By Earle J. Fisher, Special to TSDMemphis.com

Scores of people in Memphis, along with thousands across the country, demonstrated in support of the Fight for $15 movement on November 29th. This movement for fair wages, just labor practices and economic equity echoes the same sentiments that made the March on Washington such an encompassing and historically impactful endeavor.

The Civil Rights Movement of the 1960’s was able to intersect faith, justice and economics in a way that appealed to a diverse group of people willing to affirm that God demands we treat every human being with dignity and every worker with respect.

It seems so simple.

If anyone should be in support of fair wages, just labor practices and economic equity, it should be people of faith, right?

One of the concrete Christian principles is stewardship. Most people rightfully condemn churches (and exploitative church leaders) for a focus on fundraising that often compromises ministerial ethics. The other side of that coin is the mandate that we adequately compensate workers, appropriately collect social contributions and efficiently distribute resources where they are most needed – what many religious scholars now refer to as “economic justice.”

“It is theological malpractice,” says the Rev. William Barber, “to ask your members to tithe if you won’t fight for them to have a living wage.”

Amen! It just seems to make good sense, to me.

Everyone demanding equity is echoing the sentiment found throughout the biblical and prophetic traditions.

That’s why I’ve marched with the Fight for $15 movement in Memphis and Nashville. I was part of a group of clergy that attended the National Workers Convention in Virginia a few weeks ago. It’s simply the righteous thing to do.

Since Memphis is in the heart of the Bible belt, a city that is predominately black and plagued by poverty should be a likely target for the Fight for $15 movement to gain support and necessary traction. After all, predominately black denominations are reported to be some of the poorest people of faith.

David Masci, in an October 2016 article entitled “How income varies among U.S. Religions Groups,” wrote that, “Among those denominations with the lowest household income are two historically black churches, the National Baptist Convention…and the Church of God In Christ…nearly half of all (their]) members have household incomes of less than $30,000 per year.”

In other words, most “church folks” make less than $15 an hour.

Black Church congregants should be marching in droves.

Nevertheless, on National Day of Action many people of faith were making presumptions about the “character” of the fast food workers from a platform of false piety. Most people still can’t seem to make the connections between economic exploitation, political manipulation, inadequate education and the necessity of public (civil) demonstration. Add spiritual apathy and passivism to that equation and you have a molotov cocktail of generational poverty and oppression.

Welcome to Memphis.

While the working poor (and allies) were protesting, all manner of conjecture and misinformation prevailed in social and mainstream media. Inarticulate workers and subtle rhetorical jabs at the humanity of those seeking livable wages flooded timelines and news cycles. Between the prosperity gospel perspective and the evangelicalism that promoted Trump to the presidency, too many of us see faith and finances through the lens of radical and unrighteous individualism.

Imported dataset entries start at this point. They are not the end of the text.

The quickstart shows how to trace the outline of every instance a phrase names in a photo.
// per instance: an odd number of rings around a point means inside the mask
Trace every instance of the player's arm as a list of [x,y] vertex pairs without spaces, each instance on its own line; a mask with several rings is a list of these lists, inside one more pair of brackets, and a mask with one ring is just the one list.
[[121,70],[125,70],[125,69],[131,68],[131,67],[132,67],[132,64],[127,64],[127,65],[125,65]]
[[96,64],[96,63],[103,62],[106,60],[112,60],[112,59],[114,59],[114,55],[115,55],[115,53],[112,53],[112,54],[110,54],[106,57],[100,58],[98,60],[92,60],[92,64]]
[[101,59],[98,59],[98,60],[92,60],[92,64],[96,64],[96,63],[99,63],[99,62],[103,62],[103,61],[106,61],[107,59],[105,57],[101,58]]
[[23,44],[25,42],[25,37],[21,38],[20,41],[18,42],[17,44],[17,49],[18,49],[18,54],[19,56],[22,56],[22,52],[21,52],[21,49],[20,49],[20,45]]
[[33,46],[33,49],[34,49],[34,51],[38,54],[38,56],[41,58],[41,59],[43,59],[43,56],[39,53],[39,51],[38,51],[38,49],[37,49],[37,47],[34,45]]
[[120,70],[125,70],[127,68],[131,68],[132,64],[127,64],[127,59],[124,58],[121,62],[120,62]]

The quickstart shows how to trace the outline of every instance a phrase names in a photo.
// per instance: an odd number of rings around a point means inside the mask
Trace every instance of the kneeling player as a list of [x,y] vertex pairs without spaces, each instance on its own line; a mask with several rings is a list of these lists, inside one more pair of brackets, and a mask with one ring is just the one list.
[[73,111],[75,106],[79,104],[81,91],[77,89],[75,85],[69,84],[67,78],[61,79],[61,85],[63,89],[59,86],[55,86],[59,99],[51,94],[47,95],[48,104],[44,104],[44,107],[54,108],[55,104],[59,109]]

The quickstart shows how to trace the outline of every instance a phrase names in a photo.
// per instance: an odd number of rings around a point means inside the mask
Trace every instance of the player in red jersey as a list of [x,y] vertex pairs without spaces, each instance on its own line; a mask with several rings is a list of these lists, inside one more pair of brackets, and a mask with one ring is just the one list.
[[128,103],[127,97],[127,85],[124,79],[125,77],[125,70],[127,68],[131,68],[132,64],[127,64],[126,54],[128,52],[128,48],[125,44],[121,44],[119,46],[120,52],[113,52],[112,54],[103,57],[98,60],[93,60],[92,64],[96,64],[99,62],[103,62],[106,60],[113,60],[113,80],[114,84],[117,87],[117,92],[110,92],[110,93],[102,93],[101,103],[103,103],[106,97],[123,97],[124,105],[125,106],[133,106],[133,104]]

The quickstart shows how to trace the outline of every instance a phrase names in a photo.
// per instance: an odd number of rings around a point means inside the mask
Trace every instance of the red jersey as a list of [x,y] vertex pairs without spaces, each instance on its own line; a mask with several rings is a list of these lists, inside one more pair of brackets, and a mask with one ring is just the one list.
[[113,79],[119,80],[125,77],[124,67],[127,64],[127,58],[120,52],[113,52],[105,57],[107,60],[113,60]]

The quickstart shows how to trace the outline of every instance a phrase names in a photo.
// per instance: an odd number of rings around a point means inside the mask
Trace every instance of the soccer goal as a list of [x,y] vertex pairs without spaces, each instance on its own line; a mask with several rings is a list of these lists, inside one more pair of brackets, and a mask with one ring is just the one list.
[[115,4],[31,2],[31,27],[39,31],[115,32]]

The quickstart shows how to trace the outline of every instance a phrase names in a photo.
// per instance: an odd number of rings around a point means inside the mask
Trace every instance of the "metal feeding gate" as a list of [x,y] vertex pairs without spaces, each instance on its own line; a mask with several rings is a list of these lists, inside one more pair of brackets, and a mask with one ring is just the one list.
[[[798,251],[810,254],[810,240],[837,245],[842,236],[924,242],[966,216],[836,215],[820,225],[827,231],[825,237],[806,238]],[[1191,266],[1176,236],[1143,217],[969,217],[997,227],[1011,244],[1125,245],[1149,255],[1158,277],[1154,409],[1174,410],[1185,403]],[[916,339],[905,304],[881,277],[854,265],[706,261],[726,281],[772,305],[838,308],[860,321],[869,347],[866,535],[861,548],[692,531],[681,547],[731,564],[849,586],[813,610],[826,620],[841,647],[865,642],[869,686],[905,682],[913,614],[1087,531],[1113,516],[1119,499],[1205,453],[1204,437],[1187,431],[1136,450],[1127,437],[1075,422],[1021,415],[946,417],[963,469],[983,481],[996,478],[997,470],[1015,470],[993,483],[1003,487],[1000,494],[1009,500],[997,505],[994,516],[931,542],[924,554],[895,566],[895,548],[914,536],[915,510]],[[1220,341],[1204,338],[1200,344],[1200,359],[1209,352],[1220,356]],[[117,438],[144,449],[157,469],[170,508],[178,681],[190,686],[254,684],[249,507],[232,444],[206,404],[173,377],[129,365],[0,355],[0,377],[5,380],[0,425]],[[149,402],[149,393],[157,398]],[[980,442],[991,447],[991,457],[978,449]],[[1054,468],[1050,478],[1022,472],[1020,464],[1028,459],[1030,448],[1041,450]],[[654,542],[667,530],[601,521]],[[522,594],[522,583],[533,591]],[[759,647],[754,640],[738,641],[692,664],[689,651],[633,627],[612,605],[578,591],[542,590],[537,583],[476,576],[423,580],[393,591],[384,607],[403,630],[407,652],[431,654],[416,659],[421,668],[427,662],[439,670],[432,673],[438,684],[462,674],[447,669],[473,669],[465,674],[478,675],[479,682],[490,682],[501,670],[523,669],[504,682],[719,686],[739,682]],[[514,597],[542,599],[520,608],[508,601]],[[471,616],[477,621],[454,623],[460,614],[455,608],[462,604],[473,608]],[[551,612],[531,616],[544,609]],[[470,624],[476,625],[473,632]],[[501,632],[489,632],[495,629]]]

We have to do and be better than that. We cannot simply talk about “saving souls” while people are working 40-hour weeks and their families are still starving.

Dr. Martin Luther King Jr. once paraphrased Brazilian archbishop Dom Helder Camara saying, “When I give food to the poor they call me a saint. When I ask why there are poor people, in the richest country in the world, they call me a communist.”

It seems simple, to me, because it is simple. The struggle for economic justice and equitable wages is not merely about fast-food workers. This is about all of us. All. Of. Us!

And anybody who centers their faith on individual “blessings” and “breakthroughs” does irreparable damage to the heart of the Gospel. Our individual blessings and burdens are always tied to a broader social and spiritual economy.

The focus of our efforts for equity and our critiques of people’s character must be leveled at the corporations, systems and even the co-opted “Christian” philosophies that exploit our citizens and corrupt our culture. We should protect, partner with and even praise those workers whose surplus of courage and conviction is overcompensating for our collective cowardice and lack of creativity.

(The Rev. Earle J. Fisher is senior pastor of Abyssinian Baptist Church and co-spokesperson for the Memphis Grassroots Organizations Coalition.)